To the Editor:
Recently, several articles and letters in the Islander have commented upon aspects of the proposed lengthening of the Bar Harbor Bluenose pier to accommodate increased numbers and sizes of cruise ships. I have not seen the following questions addressed:
If the pier is extended for half a mile out into Frenchman Bay, what hydrodynamic effects would that have on tidal flows? The volume of water passing between the Porcupine Islands with each tide is very large and would remain the same, with or without a lengthened pier. However, the presence of a long pier would, in effect, create a much narrower channel for that water to move through.
Would lobster boats and other small craft be at risk within 200-300 yards of the pier end when the tide is running full?
What effect would the presence of the pier, together with the altered tidal flows noted above, have on the biological organisms in the bay, and would moored or docked cruise ships be releasing any solid or liquid waste into the water day or night? (I cynically assume they would, especially with newly relaxed EPA rules)
As a recently retired biologist who studied the embryonic development of invertebrates and vertebrates during 40-plus summers at the MDI Biological Laboratory in Salisbury Cove, I know of three reliable sources of information about this. First, Diver Ed of Bar Harbor gives lucid lectures about the status of the shallow and deepwater bottom at many sites around MDI. His photo-video presentations vividly demonstrate the extent to which “clear cutting” has occurred by dragging operations nearby, rendering the bottom little more than a gravel parking lot where the main food for all organisms is the bait that is placed in lobster traps.
Second, a full-time marine biologist at the lab, Jane Disney, is a renowned expert in ecological distribution and the many biological roles of “eel grass” – a flowering plant (not an alga) that grows in salt water just below the low-tide line and in important patches protected from dragging only by rock ledges, and only as far down as light will penetrate. The larval stages of many animals live in those patches. How would presence of a pier affect the distribution of eel grass in the bay?

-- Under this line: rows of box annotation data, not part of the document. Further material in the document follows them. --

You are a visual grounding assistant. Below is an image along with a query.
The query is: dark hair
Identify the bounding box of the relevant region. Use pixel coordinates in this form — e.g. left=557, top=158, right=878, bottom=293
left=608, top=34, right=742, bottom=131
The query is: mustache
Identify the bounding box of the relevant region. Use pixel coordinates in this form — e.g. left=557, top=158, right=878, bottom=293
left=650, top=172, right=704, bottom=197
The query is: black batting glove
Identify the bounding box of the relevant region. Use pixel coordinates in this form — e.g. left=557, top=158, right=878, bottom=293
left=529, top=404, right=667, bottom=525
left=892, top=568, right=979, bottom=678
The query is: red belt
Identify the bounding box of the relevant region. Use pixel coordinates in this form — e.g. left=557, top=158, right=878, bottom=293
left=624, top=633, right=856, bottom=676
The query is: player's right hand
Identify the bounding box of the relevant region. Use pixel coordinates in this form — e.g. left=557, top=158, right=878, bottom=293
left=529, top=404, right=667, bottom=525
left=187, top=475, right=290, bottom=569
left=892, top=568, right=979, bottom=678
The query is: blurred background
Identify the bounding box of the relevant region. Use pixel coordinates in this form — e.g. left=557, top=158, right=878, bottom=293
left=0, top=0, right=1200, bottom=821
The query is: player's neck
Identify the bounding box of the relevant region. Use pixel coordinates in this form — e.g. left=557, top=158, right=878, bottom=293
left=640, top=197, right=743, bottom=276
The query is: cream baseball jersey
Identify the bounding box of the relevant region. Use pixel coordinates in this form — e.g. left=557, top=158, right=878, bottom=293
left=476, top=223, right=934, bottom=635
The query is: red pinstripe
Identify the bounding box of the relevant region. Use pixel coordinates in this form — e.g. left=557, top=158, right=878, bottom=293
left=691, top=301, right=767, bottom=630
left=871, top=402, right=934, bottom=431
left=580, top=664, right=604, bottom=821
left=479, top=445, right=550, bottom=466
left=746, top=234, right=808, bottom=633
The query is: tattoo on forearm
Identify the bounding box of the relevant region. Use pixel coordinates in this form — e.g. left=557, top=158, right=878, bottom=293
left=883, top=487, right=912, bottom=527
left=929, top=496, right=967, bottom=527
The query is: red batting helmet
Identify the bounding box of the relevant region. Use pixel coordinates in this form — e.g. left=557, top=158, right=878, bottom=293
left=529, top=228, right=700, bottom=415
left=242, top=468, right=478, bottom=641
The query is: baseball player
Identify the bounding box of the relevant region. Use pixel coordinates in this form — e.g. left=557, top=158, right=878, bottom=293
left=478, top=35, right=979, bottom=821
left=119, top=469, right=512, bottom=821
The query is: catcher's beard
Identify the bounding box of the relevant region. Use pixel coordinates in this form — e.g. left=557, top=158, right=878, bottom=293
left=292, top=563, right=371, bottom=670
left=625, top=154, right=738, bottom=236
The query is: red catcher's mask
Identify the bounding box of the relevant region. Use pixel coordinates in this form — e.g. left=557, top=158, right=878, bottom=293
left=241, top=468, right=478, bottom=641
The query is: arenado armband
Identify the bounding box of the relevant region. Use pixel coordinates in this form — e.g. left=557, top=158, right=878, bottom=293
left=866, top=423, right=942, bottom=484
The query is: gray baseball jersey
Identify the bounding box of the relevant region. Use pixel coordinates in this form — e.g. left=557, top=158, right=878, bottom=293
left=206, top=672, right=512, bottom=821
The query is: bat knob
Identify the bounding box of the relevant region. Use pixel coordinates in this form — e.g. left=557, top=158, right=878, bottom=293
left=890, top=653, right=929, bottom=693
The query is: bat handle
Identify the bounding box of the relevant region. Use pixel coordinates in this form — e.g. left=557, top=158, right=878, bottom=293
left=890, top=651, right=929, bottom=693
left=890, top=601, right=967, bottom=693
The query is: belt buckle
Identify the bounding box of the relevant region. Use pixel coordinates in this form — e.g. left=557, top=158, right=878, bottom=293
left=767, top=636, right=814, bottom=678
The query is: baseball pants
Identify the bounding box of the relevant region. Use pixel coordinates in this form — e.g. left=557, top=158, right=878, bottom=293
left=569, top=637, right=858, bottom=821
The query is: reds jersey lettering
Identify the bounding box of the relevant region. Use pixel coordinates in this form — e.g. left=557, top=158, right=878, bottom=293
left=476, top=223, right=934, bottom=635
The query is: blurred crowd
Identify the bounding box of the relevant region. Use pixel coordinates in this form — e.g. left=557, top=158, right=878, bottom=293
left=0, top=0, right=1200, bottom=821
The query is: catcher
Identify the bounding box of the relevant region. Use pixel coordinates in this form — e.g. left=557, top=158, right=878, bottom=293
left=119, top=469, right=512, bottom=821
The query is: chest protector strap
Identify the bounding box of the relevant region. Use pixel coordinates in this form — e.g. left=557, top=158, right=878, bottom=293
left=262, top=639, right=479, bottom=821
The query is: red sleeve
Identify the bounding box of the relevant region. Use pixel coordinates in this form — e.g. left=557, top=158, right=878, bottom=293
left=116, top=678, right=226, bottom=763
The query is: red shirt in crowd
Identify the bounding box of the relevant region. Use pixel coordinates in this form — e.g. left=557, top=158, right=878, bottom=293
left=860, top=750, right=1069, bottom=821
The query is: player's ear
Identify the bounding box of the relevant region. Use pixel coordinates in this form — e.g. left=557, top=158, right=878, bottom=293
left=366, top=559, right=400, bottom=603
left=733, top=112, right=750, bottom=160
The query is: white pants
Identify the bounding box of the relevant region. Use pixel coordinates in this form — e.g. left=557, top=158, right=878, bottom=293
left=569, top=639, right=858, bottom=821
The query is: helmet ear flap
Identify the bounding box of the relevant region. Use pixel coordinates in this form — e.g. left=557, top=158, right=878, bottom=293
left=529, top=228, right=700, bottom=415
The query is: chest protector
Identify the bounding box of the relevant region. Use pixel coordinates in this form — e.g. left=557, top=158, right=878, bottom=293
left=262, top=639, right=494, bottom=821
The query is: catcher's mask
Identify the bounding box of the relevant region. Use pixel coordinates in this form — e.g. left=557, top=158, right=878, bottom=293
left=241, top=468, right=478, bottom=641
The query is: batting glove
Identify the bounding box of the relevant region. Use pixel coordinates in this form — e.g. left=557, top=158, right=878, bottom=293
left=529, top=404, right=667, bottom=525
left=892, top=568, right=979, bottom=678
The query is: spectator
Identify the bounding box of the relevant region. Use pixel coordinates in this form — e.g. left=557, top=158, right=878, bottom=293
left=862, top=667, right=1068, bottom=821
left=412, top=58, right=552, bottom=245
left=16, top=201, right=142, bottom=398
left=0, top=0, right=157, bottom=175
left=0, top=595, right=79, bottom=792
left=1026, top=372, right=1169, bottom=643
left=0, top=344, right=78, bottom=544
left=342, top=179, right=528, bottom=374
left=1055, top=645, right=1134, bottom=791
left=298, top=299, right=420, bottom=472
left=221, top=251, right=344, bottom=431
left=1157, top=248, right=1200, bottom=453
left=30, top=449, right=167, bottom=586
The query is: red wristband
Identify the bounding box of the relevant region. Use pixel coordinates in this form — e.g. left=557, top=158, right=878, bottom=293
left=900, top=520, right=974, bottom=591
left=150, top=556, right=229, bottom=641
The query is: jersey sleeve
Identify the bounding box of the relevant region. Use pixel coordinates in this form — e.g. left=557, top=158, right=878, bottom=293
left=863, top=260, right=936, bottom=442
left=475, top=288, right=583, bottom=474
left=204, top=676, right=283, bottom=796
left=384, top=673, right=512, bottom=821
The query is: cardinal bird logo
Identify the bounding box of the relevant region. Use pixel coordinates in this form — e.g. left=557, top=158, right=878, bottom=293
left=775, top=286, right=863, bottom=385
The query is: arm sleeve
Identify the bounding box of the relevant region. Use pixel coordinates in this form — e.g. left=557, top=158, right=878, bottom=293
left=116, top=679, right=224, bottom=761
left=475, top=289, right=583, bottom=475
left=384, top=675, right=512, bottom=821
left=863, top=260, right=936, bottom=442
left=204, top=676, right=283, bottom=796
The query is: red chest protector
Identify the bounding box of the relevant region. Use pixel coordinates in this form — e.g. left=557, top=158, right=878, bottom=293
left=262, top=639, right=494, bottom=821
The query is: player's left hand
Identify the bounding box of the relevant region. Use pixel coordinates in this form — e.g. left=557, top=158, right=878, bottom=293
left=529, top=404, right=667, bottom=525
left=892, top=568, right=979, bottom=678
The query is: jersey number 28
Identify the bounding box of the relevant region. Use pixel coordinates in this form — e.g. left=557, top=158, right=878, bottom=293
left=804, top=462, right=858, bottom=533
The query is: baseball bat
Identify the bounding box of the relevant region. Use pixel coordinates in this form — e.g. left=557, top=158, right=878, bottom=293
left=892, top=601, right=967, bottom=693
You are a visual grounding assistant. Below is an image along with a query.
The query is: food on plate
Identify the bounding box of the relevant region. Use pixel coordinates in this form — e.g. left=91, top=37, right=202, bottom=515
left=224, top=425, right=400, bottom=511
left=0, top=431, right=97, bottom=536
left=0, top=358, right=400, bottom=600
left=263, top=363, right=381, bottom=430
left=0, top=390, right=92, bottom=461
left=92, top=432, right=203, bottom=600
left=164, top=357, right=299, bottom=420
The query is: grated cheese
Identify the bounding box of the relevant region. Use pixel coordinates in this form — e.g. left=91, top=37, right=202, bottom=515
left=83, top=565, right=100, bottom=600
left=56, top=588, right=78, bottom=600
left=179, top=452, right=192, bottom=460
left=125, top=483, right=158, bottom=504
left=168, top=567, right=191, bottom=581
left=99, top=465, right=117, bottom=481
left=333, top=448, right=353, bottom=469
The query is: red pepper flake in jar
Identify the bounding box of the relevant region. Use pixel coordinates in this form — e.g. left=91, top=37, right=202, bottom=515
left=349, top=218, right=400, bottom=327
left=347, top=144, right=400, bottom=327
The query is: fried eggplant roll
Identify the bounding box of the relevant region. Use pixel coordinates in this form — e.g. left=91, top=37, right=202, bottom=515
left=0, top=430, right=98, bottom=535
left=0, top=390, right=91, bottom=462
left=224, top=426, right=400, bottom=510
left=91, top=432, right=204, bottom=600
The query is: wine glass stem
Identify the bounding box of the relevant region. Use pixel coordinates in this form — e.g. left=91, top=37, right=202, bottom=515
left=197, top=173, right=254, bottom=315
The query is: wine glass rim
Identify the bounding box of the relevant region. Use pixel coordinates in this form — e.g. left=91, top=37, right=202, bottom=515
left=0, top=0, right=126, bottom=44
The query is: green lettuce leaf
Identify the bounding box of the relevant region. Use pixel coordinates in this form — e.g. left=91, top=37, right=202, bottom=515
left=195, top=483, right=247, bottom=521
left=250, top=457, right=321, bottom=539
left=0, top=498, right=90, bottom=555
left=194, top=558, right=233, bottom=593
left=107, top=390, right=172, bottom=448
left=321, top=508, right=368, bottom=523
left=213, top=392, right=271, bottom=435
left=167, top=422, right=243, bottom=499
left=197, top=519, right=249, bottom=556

I suggest that the opinions of local lobstermen would be very valuable to hear. The proposed pier would wipe out a sizeable area for lobstering, and increased numbers and sizes of cruise ships would make lobstering very risky.
What businesses and local workers stand to profit from landing increased numbers of cruise ship passengers? As I have observed ship passengers around town, it appears that they spend money on bus tours and on a few trinkets, but on very little else. They eat their big meals and sleep on ship.
Perhaps the town of Bar Harbor would pocket increased ship berthing fees. However, the increased densities of people during summer months already seem very high. A lengthened pier would increase numbers even more. Who will profit from that?
In driving on Route 3 from Hulls Cove to Bar Harbor, the view of the bay and the harbor from the bluffs currently is a non-cluttered vista of the Porcupine Islands. A pier extending for half a mile out from shore with large cruise ships berthing on each side would not be attractive in my opinion.